If we equip a manifold with an inner product (i.e. we have a Riemannian Manifold) then we get a canonical volume form on that manifold (please mentally insert the prefix "pseudo" into my question whenever you feel it necessary).
Whenever we have a submanifold we can pull back the metric along the inclusion map to get an inner product on the submanifold. We then get a volume form on the submanifold.
I'm wondering if there are any converse results to this. I'm looking for some result of the form:
Suppose $\mathcal{M}$ is a manifold with a volume form assigned to every submanifold, such that these volume forms satisfy (some consistency condition).
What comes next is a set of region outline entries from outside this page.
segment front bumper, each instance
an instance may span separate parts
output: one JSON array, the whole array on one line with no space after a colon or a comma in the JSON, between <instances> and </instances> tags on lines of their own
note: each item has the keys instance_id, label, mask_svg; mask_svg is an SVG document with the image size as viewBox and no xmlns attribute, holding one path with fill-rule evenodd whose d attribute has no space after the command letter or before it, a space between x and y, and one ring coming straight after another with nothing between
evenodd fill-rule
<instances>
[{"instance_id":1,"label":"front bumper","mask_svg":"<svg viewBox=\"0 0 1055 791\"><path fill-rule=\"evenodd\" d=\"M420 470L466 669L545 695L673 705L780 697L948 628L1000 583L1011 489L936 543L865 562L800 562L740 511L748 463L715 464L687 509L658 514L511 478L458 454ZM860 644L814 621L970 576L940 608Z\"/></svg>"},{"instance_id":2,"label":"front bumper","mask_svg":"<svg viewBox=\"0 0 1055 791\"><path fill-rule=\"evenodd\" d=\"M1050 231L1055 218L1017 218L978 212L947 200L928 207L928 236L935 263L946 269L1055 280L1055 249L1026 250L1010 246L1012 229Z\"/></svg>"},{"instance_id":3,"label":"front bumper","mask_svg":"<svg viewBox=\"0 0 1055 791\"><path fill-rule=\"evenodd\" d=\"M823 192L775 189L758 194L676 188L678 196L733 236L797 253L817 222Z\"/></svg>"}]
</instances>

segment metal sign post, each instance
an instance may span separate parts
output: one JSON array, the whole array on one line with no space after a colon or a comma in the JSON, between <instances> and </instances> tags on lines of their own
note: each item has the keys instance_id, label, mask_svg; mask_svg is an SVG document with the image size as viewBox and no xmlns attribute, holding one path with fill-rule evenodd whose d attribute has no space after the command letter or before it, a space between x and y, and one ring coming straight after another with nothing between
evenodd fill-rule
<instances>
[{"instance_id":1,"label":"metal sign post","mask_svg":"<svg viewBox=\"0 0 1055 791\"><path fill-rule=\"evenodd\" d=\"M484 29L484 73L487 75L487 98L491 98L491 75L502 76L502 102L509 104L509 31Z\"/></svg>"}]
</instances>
Then $\mathcal{M}$ is Riemannian, and the volume forms arise as above.
My only progress so far is to notice that you can define some kind of "norm" on such an $\mathcal{M}$ by, for any vector $v$, picking a curve $\gamma:(-1,1)\rightarrow\mathcal{M}$ with $\gamma'(0)=v$, letting $\mu$ be the measure on the submanifold which is the image of this curve and then defining $$\lVert v \rVert=\lim_{\varepsilon\rightarrow0}\frac{\mu(\gamma((0,\varepsilon))}{\varepsilon}.$$ But I don't see what properties I need to put on the volume forms in order to get the triangle inequality or the parallelogram law.